Sin establecer diferencia y menos comparación, la visita del Papa de la Iglesia Católica estos días a los campos de refugiados de la islas griegas de Lesbos y otras, ha tenido al menos el poder de volver a visibilizar el abismo humanitario en que viven los refugiados e inmigrantes hacinados en Moria (o lo que queda de ese campo después de su no aclarado incendio), en Kara Tepe, en Vial y otros indignos campos de concentración con que la ampulosa Unión Europea nos avergüenza cada minuto. Posiblemente esa visita papal sirva de poco a los enfermos, moribundos y niños que agonizan allí, y su efectividad sea solo mediática y, con suerte, despierte algunas conciencias y promueva algunos actos solidarios, antes de que las rotativas y los televisores vuelvan a llenarse con las estúpidas celebraciones navideñas que la paupérrima conciencia de las sociedades europeas suelen usar como antídoto de sus culpa.

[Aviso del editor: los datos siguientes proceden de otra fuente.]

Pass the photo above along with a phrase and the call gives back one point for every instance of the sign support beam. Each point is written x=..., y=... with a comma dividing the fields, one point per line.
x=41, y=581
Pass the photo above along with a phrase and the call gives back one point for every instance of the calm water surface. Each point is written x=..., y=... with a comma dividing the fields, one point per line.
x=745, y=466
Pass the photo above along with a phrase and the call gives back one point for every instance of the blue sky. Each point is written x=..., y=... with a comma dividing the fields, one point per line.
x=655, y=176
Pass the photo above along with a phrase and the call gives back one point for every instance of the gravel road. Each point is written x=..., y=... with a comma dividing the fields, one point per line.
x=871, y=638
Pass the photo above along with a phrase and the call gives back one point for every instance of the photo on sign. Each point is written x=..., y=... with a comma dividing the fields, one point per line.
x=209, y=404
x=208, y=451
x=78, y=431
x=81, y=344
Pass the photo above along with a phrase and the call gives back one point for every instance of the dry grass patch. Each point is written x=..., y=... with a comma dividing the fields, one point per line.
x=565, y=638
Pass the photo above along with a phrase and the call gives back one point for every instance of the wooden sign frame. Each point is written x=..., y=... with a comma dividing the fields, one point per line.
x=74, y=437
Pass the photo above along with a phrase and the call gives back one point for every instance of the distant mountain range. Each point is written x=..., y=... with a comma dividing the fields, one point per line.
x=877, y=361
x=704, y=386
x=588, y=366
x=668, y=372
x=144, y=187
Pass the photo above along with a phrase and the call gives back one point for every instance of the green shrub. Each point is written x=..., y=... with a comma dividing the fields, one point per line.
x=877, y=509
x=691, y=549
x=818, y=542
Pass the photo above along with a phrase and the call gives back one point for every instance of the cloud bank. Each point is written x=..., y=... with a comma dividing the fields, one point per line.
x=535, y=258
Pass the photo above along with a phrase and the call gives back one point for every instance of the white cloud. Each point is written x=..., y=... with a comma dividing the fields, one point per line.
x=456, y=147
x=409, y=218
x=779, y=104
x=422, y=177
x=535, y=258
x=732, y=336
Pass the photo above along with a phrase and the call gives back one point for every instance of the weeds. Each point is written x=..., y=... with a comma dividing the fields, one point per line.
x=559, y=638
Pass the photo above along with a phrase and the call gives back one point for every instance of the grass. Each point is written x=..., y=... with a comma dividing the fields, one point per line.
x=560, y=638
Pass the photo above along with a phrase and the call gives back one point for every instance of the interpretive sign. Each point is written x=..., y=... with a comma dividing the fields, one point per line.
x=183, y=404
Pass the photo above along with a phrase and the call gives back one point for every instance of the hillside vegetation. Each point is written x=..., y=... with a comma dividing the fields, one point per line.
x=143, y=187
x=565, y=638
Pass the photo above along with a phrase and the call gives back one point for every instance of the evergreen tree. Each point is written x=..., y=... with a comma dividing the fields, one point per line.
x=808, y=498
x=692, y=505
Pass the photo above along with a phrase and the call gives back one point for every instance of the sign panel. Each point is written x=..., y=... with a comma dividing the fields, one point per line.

En Calais, sin embargo, los campos donde las personas sufren tanto como en Lesbos o en Quíos, no tendrá relevancia informativa ni reacción humanitaria alguna el rostro de dolor del enfermo o la mendicante mirada de la hambrienta niña refugiada, y el interés que provocó el naufragio ha sido sustituido por el diseño de la cumbre, el tono del enfrentamiento, la pugna política entre dos países que pronto olvidarán esta mota de polvo que hizo discrepar a sus edecanes. Ni siquiera existirá la conciencia de culpa, y seguirán los cuerpos y los afanes negados, las esperanzas y los deseos, ocultados, ignorados los gritos por una acción política tan mezquina como el coro silencioso mediático que la protege. Salvo que un día, uno de tantos, la muerte se amontone otra vez, y en lugar de ir goteando hora tras hora y día tras día, explote como el 24 de noviembre en veintisiete nombres, veintisiete vidas, veintisiete historias, abrazos, familias, recuerdos, afanes y esperanzas, hundidos todos al tiempo en las frías aguas del Estrecho de Calais. Entonces, como hoy en Lesbos y Quíos, ayer en Kenia, en Palestina, en Tanzania o en Sudán del Sur, la hipócrita inclemencia de lo inmediato, la dimensión del evento, la muerte toda muerte y sin murallas, la cruda evidencia de la vergüenza y veintisiete cadáveres inocultables, propiciará en la infame agenda de lo olvidable una portada, alguna fotografía, un lamento editorial o una cumbre política para salvar la cara.